Extract! Transform! Load!
- As a console application, by running manual_testing.bat
- For seeing the pretests, using pretesting.bat
- For unit testing, use unit_testing.bat
Note: All the above mentioned files are present in the root directory. These batch scripts are sufficient for testing the complete software, but if it is required to run the .py files separately, run them from the root directory itself (although they are present in the "Scripts/" directory). Otherwise, it might result in "file not found" error.
For an organization having large amounts of data stored in multiple databases serving the users, it is not possible for that organization to do any kind of computing on these databases, as it will slow down and deteriorate the user experience. For this purpose, any computing requires extracting the data, transforming it and loading it into a separate place. This process is known as ETL.
This project presents a small ETL setup where the data stored in a text file in memory is extracted, some transformation is performed on this data and then it is loaded to a separate text file.
Capitalizing the text.
Counting number of unique words, using space as separator.
driver.py: This is the main code which calls different components with the data provided by the user.
extractor.py: This code is used for extracting the text file from memory(from a user-given file name and directory) and loading it into a python variable.
loader.py: This code is used for loading the final output of the transformation into a text file with a user-given name and directory.
trans1.py: Contains the code for first transformation.
trans2.py: Contains the code for second transformation.
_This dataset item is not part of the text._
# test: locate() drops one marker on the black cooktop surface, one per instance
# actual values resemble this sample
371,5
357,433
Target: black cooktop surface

pretests.py: Executed by the pretesting.bat file for automatic testing purposes(explained later in detail).
testing.py: Executed by the manual_testing.bat for entering into the console application for manual testing purposes(explained later in detail).
This folder is the default path for all the input files, although the user can provide a separate path as well in the console application.
This folder is the default path for all the output files, although the user can provide a separate path as well in the console application.
This folder contains and stores the input/output files required for unit testing.
For testing the ETL system. Explained in detail later.
By running this batch code, the user gets into the console application of the software, where he/she can follow the instructions and perform the transformations of the user given text file.
This is the automatic testing batch code. By running this batch code, the pretesting input files present in the "Input/" directory are transformed to output files stored in the "Output/" directory.
This is the batch code for unit testing, here we test the extractor, loader and the two transformations individually. Using this, we can identify which component has a bug if we make any changes in code in future. The files input/output for this code are stored in UnitTests/ directory.
Adding new transformations is very easy. Just need to give the user a choice, write code for transformation in a separate .py file and call that transformation based on choice, through the driver code.
Since we have separate .py file for extracting and loading the data to/from a file from/to a python variable, we can easily exchange this data with a sql database instead of a text file(using python libraries, easily accessible) if required in future.